Sunday, June 26, 2011

Confidence dividend

Corey Luebke brought a lot of confidence to the mound today in his first start of the season. In all five of his innings, Luebke attacked the Braves with fastballs. He worked fast. He acted like he was in charge.

"He's coming at you," Chipper Jones said after San Diego's 4-1 victory, which decided the series. "He says, 'Here it is. Hit it.' "

Braves hitters appeared strangely passive. They looked confused against Luebke, taking five fastballs for called third strikes. They never scored off the lefty, who stuck out six, walked two and gave up only one hit.

"That kid must have some kind of deception to his delivery or his pitches," said Braves reliever Scott Linebrink, noting the called third strikes.

Jones, the No. 3 hitter in Atlanta's lineup, strongly implied that rookie umpire Vic Carapazza's strikezone, less so deception on Luebke's part, cued the "strike three" soundtrack.

"Not to take anything away from (Luebke),"Jones said, "(but) the strikezone for both teams was awful. When you've got a guy out there with that good of stuff and the strikezone is expanded, it makes him doubly tough."

For what it's worth, Carapazza draws praise from major league officials. He earned extra time in the major leagues this year after his promotion from Triple-A as a temporary substitute.

Praise here goes to Padres manager Bud Black and his pitching coaches for having Luebke work out of the bullpen this year. They said the urgency of relief work would spill over into starting, which seemed evident today. They said the major league life would prepare Luebke better than 10 weeks of starting in the Pacific Coast League.

Luebke showed good stamina, striking out two hitters in his final inning. Many of his fastballs clocked at 93 miles per hour. He threw 75 pitches, 50 strikes.

The Braves looked lost, despite having faced him three times this year.

Jones said Luebke's strengths today were fastball speed and aggressiveness. The fastball was straight, he said.

"When you throw that hard, you've got to take advantage of the fact that 94 is harder than a lot of people," Chipper said.

Non-Padres scouts said last year that Luebke, in time, can become better than a No. 5 starter. The tutorship of Black and his pitching coaches is improving those chances, as is Petco Park.

A starter in the minors, Luebke eventually may need to develop his changeup, a pitch that induced a leadoff groundout from Jones today.

 "His slider is really good when it's down," Chipper said. "The changeup is probably his third-best pitch but I'm sure developing. Once he gets a grasp of that, you've got the makings of a dominant reliever or starter."


Chipper Jones is near the end of his career, but health permitting, he expects to be with the Braves when they return to San Diego in 2012.

"I'm going to play next year," Jones told me. "I've already decided. Hopefully I stay healthy enough to be able to come out here another time or two. I'm cherishing all of my last opportunities in the different ballparks. But I know that I'm coming here at least one more time."

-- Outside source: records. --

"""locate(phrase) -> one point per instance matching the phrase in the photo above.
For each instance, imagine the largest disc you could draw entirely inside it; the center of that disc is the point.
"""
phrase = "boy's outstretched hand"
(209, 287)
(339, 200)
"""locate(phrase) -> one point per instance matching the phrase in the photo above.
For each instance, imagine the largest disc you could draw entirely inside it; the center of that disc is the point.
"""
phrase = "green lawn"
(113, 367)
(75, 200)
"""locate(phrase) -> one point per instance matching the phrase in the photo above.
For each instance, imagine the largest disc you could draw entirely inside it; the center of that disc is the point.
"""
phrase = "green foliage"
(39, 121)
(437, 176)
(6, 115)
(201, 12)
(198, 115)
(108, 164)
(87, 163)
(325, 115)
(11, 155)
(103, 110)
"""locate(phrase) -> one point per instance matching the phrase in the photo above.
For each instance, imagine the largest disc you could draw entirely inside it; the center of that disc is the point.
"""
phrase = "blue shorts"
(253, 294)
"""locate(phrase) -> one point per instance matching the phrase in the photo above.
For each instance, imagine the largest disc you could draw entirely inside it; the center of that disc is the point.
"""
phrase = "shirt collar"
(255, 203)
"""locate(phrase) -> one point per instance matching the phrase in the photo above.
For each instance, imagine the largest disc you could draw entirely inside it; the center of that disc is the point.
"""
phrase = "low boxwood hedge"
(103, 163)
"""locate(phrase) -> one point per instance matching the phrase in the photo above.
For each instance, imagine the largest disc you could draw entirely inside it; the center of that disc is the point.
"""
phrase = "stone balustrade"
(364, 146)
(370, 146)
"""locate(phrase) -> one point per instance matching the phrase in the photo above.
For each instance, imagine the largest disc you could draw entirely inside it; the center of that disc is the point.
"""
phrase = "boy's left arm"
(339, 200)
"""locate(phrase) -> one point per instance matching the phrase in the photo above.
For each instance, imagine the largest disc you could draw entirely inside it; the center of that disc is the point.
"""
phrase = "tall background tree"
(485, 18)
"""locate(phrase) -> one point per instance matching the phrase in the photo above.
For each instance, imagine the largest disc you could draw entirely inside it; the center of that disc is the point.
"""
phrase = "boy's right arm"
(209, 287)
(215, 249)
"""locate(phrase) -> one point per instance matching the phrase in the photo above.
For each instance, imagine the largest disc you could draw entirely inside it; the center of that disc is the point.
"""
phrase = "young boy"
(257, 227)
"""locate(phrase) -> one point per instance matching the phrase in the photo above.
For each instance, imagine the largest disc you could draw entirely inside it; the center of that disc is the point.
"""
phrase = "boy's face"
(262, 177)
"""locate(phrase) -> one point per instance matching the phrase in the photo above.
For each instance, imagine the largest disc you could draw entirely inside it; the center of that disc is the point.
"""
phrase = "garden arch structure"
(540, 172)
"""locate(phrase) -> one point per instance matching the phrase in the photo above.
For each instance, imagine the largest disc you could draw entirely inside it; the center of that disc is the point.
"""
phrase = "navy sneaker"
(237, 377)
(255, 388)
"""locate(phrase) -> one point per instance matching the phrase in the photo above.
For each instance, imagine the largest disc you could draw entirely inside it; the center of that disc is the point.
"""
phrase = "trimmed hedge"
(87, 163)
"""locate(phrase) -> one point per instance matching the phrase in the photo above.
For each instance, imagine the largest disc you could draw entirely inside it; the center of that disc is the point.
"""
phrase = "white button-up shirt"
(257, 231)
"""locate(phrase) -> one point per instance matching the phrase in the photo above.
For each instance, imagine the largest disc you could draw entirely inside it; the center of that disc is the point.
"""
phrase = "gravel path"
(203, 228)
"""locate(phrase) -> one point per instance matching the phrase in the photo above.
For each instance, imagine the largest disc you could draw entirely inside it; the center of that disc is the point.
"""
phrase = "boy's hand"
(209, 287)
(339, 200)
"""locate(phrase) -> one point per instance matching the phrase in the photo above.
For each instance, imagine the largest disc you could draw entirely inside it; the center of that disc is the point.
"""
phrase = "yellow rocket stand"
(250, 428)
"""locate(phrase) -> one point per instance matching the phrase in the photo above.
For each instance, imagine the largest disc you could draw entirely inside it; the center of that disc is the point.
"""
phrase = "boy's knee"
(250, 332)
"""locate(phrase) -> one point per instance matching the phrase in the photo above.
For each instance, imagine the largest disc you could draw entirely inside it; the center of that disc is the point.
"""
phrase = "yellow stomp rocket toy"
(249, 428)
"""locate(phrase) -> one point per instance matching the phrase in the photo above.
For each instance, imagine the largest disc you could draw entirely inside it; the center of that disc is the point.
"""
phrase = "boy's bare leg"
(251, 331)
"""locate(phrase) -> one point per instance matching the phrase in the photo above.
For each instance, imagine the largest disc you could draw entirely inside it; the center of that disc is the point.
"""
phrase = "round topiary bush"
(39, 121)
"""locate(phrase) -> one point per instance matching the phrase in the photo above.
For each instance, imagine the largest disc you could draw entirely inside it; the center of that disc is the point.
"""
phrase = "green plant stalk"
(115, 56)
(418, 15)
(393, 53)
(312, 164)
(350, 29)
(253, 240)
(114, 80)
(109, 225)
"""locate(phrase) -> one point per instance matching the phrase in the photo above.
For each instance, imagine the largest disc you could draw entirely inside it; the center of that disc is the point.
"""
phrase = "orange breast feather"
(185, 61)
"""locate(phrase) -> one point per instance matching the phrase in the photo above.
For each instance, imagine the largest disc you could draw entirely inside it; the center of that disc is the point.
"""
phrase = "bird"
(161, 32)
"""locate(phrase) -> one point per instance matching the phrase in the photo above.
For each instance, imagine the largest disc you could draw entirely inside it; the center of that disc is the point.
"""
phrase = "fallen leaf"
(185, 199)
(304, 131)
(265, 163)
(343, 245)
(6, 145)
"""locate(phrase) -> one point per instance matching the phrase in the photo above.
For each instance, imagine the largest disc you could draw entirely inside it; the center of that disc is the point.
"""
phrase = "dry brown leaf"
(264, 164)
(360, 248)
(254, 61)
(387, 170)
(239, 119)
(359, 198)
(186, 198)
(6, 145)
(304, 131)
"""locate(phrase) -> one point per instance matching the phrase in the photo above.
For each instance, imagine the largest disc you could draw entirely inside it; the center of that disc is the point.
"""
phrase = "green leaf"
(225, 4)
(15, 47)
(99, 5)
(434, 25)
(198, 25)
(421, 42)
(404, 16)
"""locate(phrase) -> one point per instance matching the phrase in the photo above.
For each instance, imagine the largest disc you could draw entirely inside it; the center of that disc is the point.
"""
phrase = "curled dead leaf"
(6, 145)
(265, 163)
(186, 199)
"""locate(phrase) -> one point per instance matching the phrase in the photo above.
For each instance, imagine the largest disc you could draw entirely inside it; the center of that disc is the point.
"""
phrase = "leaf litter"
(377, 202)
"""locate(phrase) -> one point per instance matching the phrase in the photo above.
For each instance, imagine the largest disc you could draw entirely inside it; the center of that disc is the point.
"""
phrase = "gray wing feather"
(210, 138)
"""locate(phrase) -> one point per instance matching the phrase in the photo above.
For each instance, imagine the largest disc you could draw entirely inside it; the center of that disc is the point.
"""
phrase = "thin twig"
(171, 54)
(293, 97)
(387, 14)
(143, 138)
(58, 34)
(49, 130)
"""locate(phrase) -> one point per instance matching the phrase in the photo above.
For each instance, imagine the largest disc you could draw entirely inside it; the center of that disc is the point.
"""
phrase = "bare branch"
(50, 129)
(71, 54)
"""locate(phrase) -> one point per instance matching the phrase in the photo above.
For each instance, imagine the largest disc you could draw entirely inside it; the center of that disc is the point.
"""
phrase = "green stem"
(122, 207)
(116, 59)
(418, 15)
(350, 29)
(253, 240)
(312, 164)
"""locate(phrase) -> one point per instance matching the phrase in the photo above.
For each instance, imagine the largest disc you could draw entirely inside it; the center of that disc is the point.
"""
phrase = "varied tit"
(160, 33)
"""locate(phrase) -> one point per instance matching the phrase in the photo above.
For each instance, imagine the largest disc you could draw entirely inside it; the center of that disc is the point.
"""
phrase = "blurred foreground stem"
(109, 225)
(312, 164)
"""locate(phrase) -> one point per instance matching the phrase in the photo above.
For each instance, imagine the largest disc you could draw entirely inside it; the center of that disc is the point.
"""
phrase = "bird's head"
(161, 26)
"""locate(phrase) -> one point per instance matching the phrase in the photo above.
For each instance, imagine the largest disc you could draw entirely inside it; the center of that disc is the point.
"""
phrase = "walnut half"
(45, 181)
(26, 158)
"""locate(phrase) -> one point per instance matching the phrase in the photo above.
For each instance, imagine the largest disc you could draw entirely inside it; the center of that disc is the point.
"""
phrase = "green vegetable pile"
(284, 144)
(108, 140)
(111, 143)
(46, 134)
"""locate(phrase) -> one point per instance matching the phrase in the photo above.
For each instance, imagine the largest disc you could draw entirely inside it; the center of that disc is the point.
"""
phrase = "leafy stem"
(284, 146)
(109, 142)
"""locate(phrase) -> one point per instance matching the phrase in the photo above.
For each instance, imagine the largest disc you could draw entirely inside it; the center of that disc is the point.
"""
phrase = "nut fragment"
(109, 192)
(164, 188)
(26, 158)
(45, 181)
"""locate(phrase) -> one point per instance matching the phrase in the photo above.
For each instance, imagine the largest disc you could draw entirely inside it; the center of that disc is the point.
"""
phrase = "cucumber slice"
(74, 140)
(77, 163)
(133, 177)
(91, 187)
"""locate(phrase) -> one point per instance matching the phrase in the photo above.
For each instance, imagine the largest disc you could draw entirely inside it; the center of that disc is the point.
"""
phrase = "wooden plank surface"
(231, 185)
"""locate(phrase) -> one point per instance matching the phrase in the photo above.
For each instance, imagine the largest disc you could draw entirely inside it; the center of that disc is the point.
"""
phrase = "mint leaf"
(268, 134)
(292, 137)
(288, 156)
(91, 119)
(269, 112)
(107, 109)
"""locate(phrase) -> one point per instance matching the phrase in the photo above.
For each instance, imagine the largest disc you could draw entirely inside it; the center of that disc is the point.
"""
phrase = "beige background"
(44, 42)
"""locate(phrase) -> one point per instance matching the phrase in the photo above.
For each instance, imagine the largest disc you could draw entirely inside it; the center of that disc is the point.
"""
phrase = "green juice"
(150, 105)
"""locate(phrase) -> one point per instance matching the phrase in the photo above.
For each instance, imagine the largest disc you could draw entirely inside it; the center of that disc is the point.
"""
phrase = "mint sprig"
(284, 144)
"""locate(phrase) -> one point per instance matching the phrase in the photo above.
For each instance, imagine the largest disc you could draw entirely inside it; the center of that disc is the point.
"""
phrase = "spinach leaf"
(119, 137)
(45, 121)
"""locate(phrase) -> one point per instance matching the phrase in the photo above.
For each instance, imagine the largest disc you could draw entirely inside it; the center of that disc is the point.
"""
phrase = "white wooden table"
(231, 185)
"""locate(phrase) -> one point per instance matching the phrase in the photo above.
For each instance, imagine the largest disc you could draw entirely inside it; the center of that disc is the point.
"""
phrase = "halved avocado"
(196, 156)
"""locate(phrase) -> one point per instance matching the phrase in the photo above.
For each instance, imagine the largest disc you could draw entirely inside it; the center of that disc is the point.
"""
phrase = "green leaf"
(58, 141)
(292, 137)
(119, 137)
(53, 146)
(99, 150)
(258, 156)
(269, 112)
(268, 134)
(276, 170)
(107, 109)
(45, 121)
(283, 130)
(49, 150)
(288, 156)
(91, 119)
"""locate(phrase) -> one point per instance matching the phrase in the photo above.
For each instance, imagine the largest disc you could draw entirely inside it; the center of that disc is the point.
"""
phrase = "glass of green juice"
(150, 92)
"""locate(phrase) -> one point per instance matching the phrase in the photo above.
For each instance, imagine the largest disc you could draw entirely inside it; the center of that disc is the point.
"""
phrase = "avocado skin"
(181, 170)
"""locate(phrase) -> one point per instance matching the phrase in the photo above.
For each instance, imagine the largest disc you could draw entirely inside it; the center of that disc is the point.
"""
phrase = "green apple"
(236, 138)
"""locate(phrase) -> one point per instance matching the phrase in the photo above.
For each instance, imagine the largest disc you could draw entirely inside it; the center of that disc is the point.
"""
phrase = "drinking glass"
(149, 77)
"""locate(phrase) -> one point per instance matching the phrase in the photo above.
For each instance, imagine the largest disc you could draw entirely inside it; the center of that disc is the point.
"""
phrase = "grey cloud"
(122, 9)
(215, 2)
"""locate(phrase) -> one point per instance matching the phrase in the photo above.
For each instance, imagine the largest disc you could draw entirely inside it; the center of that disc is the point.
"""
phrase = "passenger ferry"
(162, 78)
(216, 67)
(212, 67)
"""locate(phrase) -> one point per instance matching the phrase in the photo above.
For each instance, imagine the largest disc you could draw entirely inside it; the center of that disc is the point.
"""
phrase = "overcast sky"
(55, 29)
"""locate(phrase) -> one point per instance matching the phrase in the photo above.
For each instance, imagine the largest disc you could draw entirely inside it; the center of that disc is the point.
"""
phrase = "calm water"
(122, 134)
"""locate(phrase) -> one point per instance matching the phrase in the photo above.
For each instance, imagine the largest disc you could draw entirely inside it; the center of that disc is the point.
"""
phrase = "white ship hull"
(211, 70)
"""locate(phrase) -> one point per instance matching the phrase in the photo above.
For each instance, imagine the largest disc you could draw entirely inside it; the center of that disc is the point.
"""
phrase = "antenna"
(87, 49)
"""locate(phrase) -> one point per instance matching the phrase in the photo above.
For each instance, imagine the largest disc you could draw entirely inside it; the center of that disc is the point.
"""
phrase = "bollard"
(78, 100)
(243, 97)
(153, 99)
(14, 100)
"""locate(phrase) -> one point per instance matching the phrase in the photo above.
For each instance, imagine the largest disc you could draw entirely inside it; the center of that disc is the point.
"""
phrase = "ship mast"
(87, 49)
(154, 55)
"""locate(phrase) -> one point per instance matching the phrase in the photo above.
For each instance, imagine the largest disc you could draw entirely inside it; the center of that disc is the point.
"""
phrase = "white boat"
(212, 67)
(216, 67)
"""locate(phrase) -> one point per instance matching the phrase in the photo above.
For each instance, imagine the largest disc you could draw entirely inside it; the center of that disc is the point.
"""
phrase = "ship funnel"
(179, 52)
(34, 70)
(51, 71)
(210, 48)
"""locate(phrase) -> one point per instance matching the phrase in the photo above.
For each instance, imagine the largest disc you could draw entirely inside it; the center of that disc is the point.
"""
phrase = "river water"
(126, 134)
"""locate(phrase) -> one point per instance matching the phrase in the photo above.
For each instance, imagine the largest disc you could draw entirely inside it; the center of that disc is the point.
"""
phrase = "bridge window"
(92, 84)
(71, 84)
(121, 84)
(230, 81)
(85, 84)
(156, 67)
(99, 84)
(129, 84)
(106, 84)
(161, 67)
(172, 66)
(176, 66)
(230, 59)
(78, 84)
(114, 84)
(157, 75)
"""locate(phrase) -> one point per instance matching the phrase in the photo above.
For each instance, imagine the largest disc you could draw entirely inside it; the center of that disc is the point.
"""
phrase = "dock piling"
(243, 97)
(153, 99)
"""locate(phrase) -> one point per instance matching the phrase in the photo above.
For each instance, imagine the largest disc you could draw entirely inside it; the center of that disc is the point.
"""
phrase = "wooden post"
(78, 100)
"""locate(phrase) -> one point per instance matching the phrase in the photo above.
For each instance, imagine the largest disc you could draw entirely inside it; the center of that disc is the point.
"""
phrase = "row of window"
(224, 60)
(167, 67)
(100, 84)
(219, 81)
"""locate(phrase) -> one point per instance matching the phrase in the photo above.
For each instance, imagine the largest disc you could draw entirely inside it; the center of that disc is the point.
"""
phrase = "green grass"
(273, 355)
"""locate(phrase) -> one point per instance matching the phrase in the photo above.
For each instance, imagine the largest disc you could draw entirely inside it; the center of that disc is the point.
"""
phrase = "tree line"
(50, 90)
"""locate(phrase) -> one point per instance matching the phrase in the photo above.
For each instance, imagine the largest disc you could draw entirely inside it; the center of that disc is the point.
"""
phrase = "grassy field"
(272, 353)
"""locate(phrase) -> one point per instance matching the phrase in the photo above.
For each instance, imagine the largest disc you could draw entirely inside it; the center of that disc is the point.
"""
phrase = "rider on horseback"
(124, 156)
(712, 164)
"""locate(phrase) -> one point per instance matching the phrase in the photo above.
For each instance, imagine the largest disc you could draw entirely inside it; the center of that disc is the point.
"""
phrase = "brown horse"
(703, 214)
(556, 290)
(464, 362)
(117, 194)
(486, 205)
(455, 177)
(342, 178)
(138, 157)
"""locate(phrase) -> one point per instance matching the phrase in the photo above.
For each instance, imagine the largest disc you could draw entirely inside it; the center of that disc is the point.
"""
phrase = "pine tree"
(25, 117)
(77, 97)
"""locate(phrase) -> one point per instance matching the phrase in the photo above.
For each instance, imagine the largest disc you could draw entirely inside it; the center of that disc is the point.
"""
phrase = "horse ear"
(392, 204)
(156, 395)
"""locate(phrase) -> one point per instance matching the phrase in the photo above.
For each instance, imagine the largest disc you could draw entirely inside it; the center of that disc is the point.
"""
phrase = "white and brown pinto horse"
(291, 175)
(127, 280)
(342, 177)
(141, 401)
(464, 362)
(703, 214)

At times, Jones, 39, has talked like this season might be his last one. Frustrated by his injuries, he talked last year like 2010 might be his final season -- but if his body cooperates, he'll continue.

"I'm signed through next year," he said. "I signed it. I need to honor it. I feel like I'm producing pretty well, having a good time with these guys in here. We have a good team, it's not something I want to walk out on."